周知の通り、日本は十五年戦争を始めるにあたり、その目的を「大東亜共栄圏の確立」としたわけです。いわゆる日本による植民地政策の正当化こそが汎アジア主義であり、大東亜共栄圏という思想でした。それを初代会長が認めているということは、牧口自身が戦争に反対したとは到底評価されないと思われます。


しかし次のような発言もあります。これは牧口会長に対する訊問調書からの引用です。


「斯様な事実は過去の歴史に依つても、夫れに近い国難が到来して居ります。現在の日支事変や大東亜戦争にしても其の原因は謗法国である処から起きて居ると思ひます。
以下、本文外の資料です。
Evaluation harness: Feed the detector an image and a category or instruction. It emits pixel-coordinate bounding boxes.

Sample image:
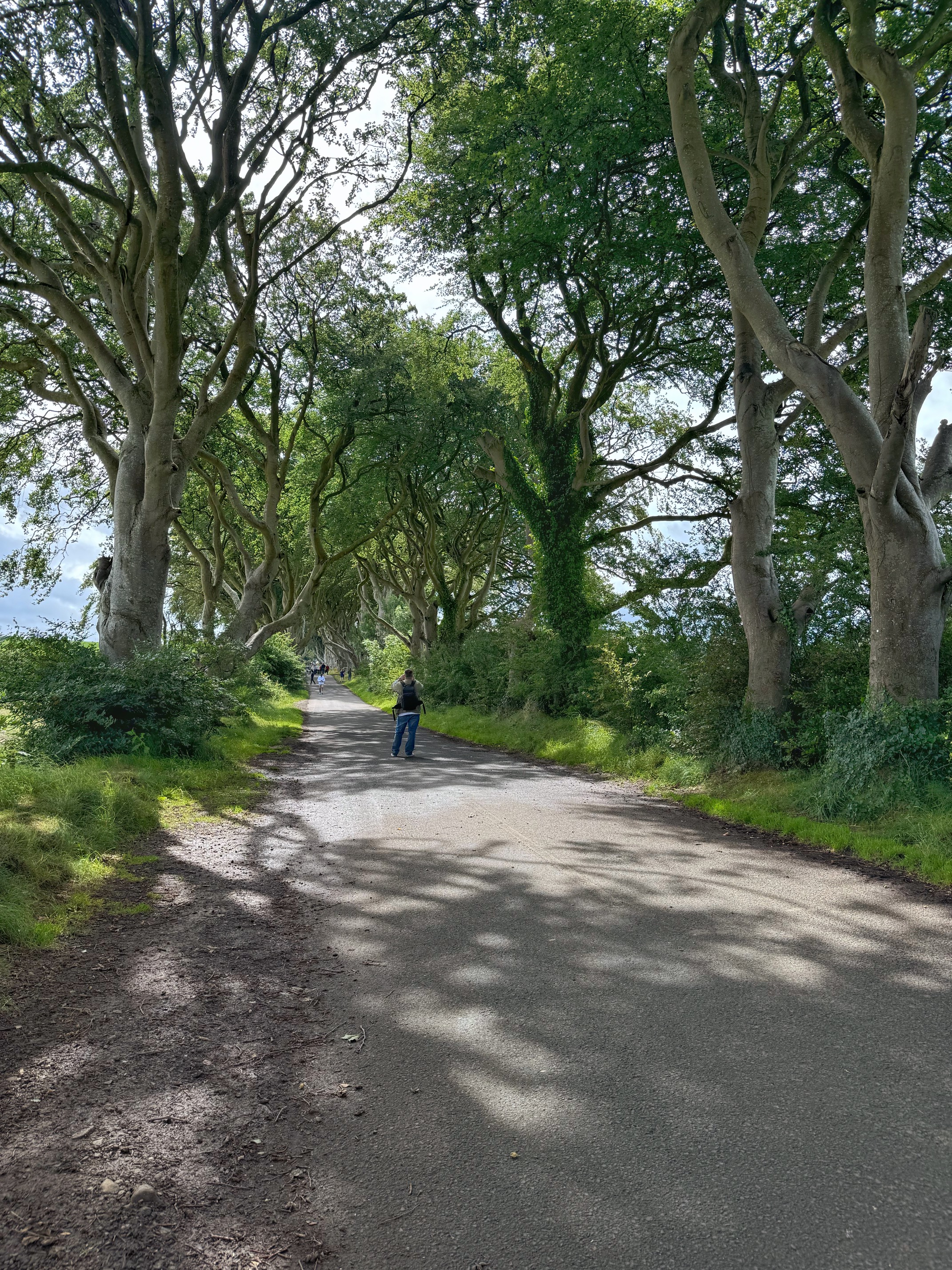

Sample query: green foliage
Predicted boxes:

」
(「創価教育学会々長牧口常三郎に対する訊問調書抜萃」同201〜202ページ)


大東亜共栄圏」については認めていても、その戦争が起こったのは「謗法国」であるゆえということです。
ここから類推するに「大東亜共栄圏」構想は認めていても、戦争については「謗法」を攻めて広宣流布を達成することで初めて戦争という事態を回避できると牧口氏が考えていたことも推察できます。


次に獄中書簡から引用してみましょう。
牧口常三郎氏の三男である洋三が戦死したことを牧口が知り、そのことを書簡で触れている部分です。


「十月五日付、洋三戦死ノ御文、十一日ニ拝見。ビックリシタヨ。ガッカリモシタヨ。(中略)信仰上ノ障リガアツタロウ。後デワカロウ。病死ニアラズ。君国ノタメノ戦死ダケ、名誉トアキラメ唯ダ冥福ヲ祈ル信仰ガ、一バン大切デスヨ。」
(同300ページ)


戦死に対して「名誉」としています。ここからわかることは「国のために戦死したこと」は「名誉」であると牧口氏が考えていたことであり、決して戦争そのものに反対していたとはここからは明確には言えないということです。
彼が戦争そのものを悪と考えていたと仮定するならば、洋三の戦死を「お国のため」とは到底言えるはずがありません。



ここからわかることは、次の3点かと思います。

1、牧口会長は「大東亜共栄圏」の構想について認める発言をしている。

2、息子の戦死は「君国のため」の「名誉」と考えている。

3、大東亜共栄圏のための戦争は「謗法国」のためであると考えている。


私は牧口会長を悪し様に罵ろうとしているわけではなく、実像を正確に知りたいと考えているだけです。
牧口氏による創価教育学会の活動は日蓮正宗の布教活動であったと思います。
氏は布教活動、そして"広宣流布"によって謗法国を退治し、平和社会を作ろうと考えていたことは言えるかもしれません。しかしそれによって明確に先の十五年戦争そのものに反対したとは言い難いと私は考えています。


過去を総括し、誤りがあるなら誤りとして率直に認めることでしか未来は語れないと私は思います。